Si digo que los políticos siempre miran por sus intereses electorales, no estoy descubriendo la fórmula de la Coca-Cola. Ellos dependen del voto de los ciudadanos para conseguir el poder, y aprovechan cualquier fenómeno de masas para dar la nota.
Que hay una guerra abierta entre el PP y el PSOE (y a la inversa) tampoco es nada nuevo; y en el 90 por ciento de los casos, si uno dice blanco, el otro por norma, dice negro. Hasta aquí sigo sin descubrir nada nuevo. Pero la vela, por desgracia, tampoco se ha salvado de estas peleas políticas.
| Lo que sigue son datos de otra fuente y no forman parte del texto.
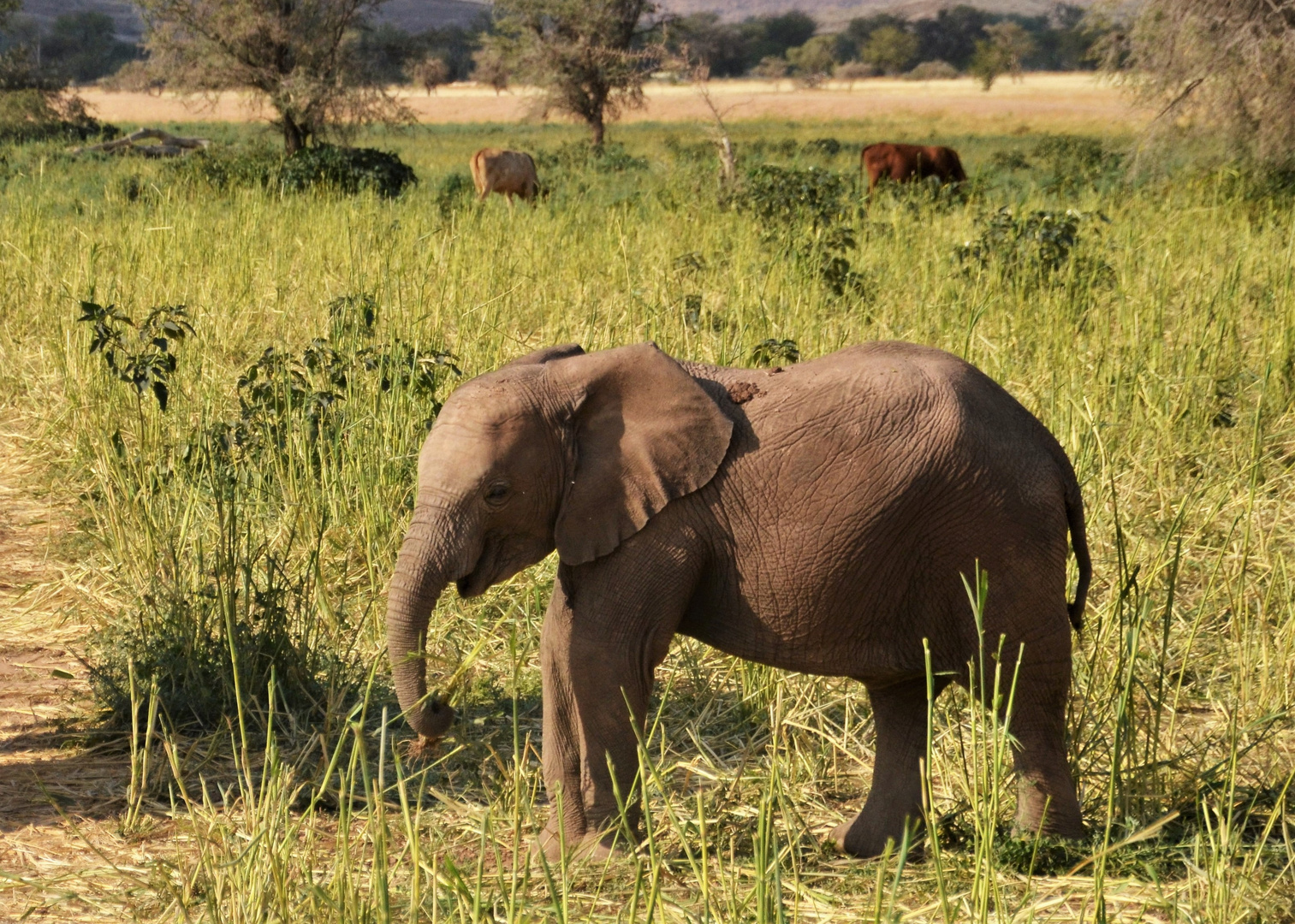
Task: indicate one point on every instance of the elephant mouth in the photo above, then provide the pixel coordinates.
(484, 573)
Esto lo cuento porqué repasando la prensa de los últimos días, he visto que el PP ha anunciado que presentará una proposición no de ley, para que la salida desde Alicante de la Volvo Ocean Race en 2008, sea declarada de interés público. Según su portavoz Eduardo Zaplana, hay discriminación política con respecto a lo que acordó el ejecutivo con la salida del mismo evento desde Vigo en 2005. Pero a lo mejor Zaplana no recuerda que en Galicia, en aquella época gobernaba el PP y en Madrid el PSOE (aunque en la fecha de la salida, ya había habido cambio de gobierno en la Xunta con el PSOE y el BNG) y la resolución se había tomado con anterioridad a este cambio de gobierno autonómico.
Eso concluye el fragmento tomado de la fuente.